Her brother. Yet this reached beyond Fi.
The people of Nyskya, displaced from their villages.
All the sacrifices Verne had glutted on.
And in this room, Astrid and her Beast huddled together, haunted eyes latched to the Lord Daeyari who’d wielded them like tools.
If Verne left here alive, none of them would know peace. The alternative was a gamble.
Fi had never let a gamble intimidate her.
She looked to Astrid. “Do it.”
Fear sparked in Verne’s eyes. She squirmed, but her blood-smeared hand found no purchase against the sword.
“Astrid,” Verne said—a command, now. A threat. “Don’t be stupid. You think they’ll let you leave here alive? After all you’ve done? Help me, and I’ll forgive you for—”
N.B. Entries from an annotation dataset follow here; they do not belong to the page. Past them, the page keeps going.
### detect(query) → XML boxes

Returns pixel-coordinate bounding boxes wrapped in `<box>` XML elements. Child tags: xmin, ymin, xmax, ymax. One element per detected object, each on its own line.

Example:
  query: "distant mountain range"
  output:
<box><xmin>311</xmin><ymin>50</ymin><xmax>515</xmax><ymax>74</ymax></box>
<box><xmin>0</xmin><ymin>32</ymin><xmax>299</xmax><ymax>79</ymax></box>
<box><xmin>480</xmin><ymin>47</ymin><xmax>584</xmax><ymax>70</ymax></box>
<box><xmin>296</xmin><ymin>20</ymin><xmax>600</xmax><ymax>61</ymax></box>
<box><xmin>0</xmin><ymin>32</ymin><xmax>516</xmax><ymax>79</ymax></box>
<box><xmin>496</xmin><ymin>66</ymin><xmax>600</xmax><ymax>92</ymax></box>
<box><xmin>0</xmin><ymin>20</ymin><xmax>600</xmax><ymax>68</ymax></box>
Astrid released the Beast’s antlers.
In one lunge, he was upon his prey. Fi wasn’t surprised to find Verne a coward in the end, writhing in panic as the Beast caged her chest in his claws, a scream as teeth closed on her skull.
The Beast braced. Tore. Verne’s head came off in a crack of spine, followed by a jolt of energy that left a burnt taste on Fi’s tongue.
Tendrils of scarlet sizzled over the ground.
Then quiet.
Verne’s body fell limp. Her energy fizzled like spent embers, leaving black blood and scorched lines across the floor. The Beast dropped her head then growled over the corpse, claws digging into inert flesh. Let him have it. Fi wouldn’t have intervened.
Astrid did, urging the Beast off his quarry like a falconer with a mantling hawk. He licked blood off his teeth. Astrid inspected Verne’s remains from a wary distance, as if the daeyari might still reach out and snatch her.
“It’s done?” Astrid said. “She’d dead? You daeyari can really die ?”
Verne looked as dead as anything Fi had ever seen. And Antal, the stillest she’d ever seen, no flick to his tail, not even a blink as he stared at Verne’s limp form. Fi wasn’t convinced he was breathing.
Dead. Verne was actually dead.
Antal snapped back to focus. Crimson eyes sharpened on Astrid, fierce enough to make her retreat against the Beast. Belatedly, it occurred to Fi that Antal might not appreciate Astrid putting a dagger to her throat, even with good intentions.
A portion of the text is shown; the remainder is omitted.